Long delayed echoes are radio echoes which return to the sender several seconds after a radio transmission has occurred. Delays of longer than 2.7 seconds are considered LDEs. LDEs have a number of proposed scientific origins.

History

These echoes were first observed in 1927 by civil engineer and amateur radio operator Jørgen Hals from his home near Oslo, Norway. Hals had repeatedly observed an unexpected second radio echo with a significant time delay after the primary radio echo ended. Unable to account for this strange phenomenon, he wrote a letter to Norwegian physicist Carl Størmer, explaining the event:
At the end of the summer of 1927 I repeatedly heard signals from the Dutch short-wave transmitting station PCJJ at Eindhoven. At the same time as I heard these I also heard echoes. I heard the usual echo which goes round the Earth with an interval of about 1/7 of a second as well as a weaker echo about three seconds after the principal echo had gone. When the principal signal was especially strong, I suppose the amplitude for the last echo three seconds later, lay between 1/10 and 1/20 of the principal signal in strength. From where this echo comes I cannot say for the present, I can only confirm that I really heard it.

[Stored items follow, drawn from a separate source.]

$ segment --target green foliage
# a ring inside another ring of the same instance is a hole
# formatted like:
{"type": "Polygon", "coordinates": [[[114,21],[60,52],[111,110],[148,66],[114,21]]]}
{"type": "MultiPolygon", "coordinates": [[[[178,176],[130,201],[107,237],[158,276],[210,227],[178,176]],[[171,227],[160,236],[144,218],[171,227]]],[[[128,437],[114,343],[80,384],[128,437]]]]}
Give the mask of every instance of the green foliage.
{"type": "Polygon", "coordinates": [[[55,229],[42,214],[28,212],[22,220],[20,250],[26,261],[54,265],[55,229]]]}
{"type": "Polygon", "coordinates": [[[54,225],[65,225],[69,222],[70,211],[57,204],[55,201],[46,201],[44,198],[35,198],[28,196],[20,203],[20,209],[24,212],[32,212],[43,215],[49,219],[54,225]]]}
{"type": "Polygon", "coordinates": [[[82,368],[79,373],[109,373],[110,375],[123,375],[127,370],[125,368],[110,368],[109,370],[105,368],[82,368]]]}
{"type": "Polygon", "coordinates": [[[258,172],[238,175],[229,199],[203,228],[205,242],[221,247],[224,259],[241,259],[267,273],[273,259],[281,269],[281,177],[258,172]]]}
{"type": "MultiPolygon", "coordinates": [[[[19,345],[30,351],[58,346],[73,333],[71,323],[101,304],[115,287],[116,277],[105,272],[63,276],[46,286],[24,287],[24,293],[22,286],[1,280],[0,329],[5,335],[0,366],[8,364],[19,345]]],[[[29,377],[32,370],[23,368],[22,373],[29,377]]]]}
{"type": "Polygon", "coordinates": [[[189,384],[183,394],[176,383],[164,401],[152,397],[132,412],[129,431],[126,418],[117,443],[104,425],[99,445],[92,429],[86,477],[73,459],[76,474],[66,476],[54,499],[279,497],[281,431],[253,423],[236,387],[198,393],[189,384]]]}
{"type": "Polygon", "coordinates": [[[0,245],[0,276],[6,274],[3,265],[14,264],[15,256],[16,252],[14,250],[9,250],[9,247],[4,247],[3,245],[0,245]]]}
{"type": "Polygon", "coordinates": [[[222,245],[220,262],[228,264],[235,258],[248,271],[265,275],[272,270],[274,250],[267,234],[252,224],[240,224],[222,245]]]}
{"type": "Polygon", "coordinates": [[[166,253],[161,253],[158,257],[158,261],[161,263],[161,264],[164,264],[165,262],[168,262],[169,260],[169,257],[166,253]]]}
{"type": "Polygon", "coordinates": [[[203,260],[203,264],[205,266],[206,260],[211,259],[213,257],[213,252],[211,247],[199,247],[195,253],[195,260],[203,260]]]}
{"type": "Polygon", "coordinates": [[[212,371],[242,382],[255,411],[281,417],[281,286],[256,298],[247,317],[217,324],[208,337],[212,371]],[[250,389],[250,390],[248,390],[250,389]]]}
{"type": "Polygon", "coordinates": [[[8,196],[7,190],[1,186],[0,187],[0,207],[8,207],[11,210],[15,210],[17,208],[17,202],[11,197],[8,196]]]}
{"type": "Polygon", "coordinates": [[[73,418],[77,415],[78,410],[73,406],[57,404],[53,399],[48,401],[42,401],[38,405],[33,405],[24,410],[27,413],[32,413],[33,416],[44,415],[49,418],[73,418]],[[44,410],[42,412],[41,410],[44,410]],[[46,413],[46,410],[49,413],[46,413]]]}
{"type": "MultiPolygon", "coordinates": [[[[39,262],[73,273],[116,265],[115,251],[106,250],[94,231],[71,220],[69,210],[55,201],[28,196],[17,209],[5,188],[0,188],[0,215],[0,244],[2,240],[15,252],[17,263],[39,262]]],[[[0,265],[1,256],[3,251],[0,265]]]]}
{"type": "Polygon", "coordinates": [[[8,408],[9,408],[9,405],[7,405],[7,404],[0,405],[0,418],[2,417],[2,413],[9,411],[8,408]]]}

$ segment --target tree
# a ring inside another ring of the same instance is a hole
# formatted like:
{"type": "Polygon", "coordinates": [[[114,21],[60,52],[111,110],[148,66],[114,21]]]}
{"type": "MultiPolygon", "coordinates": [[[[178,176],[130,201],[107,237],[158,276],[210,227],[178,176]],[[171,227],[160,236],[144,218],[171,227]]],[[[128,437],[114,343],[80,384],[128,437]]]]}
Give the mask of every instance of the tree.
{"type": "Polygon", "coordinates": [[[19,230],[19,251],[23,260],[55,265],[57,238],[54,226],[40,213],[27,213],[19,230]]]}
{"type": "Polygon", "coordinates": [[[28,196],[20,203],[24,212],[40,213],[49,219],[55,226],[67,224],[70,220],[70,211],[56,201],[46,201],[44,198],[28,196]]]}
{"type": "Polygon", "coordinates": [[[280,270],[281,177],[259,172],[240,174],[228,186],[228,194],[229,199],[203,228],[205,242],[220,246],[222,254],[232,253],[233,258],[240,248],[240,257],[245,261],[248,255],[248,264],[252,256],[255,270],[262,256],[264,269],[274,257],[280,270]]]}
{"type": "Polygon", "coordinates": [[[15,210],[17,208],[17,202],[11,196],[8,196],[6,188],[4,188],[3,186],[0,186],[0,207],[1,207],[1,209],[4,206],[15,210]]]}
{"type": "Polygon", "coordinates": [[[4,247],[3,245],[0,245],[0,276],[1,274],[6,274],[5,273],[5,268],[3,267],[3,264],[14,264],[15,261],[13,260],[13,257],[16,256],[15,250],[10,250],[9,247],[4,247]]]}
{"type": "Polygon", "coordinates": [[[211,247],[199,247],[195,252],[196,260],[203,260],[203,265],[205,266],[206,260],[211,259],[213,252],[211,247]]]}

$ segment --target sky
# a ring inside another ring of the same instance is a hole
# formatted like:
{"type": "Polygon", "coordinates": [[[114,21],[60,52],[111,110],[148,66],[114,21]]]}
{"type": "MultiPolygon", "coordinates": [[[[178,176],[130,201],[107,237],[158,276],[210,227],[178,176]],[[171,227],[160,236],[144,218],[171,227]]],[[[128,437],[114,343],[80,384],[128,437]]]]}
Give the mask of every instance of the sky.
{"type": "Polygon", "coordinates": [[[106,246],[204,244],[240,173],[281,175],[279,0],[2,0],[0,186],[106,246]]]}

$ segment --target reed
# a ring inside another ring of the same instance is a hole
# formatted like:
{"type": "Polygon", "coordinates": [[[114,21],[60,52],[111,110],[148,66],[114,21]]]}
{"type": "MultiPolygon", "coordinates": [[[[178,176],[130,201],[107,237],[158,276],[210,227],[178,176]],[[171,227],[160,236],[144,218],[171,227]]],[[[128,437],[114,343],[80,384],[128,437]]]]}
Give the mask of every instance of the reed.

Physicist Balthasar van der Pol helped Hals and Stormer investigate the echoes, but due to the sporadic nature of the echo events and variations in time-delay, did not find a suitable explanation.
Long delayed echoes have been heard sporadically from the first observations in 1927 and up to the present day.

Five hypotheses

Shlionskiy lists 15 possible natural explanations in two groups: reflections in outer space, and reflections within the Earth's magnetosphere. Vidmar and Crawford suggest five of them are the most likely. Sverre Holm, professor of signal processing at the University of Oslo details those five; in summary,
Radio waves of frequency less than about 7 MHz can become trapped in magnetic field-aligned ionization ducts with L values less than about 4. These waves after being trapped can propagate to the opposite hemisphere where they become reflected in the topside ionosphere. They can return along the duct, leave it, and propagate to the receiver.
The signals from two separated transmitters T1 and T2, T2 transmitting CW or quasi-CW signals, interact nonlinearly in the ionosphere or magnetosphere. If the wave vector and frequency of the forced oscillation at the difference frequency of the two signals satisfies the dispersion relation for electrostatic waves, such waves would exist and begin to propagate. This wave could grow in amplitude due to wave-particle interaction. At a later time it could interact with the CW signal and propagate to T1.
Some believe that the aurora activity that follows a solar storm is the source of LDEs.
Still others believe that LDEs are double EME reflections, i.e. the signal is reflected by the moon and that reflected signal is reflected by the Earth back to the moon and reflected again by the moon back to the earth.
Duncan Lunan proposed the radio echoes observed by Størmer and Van der Pol in 1928 might have been transmissions from a Bracewell probe, an artifact of aliens trying to communicate with us by bouncing back our own signals. This concept is also addressed by Holm.

Deception

Volker Grassmann writing in VHF Communications noted the possibility of individuals hoaxing LDEs, saying, "Attempts at deception can in no case be ruled out, and it is to be feared that less serious radio amateurs contribute to deliberate falsification.... Short transmissions using different frequencies are a relatively simple procedure for excluding potential troublemakers." To reduce the possibilities of errors or hoaxes a worldwide logging system has been developed.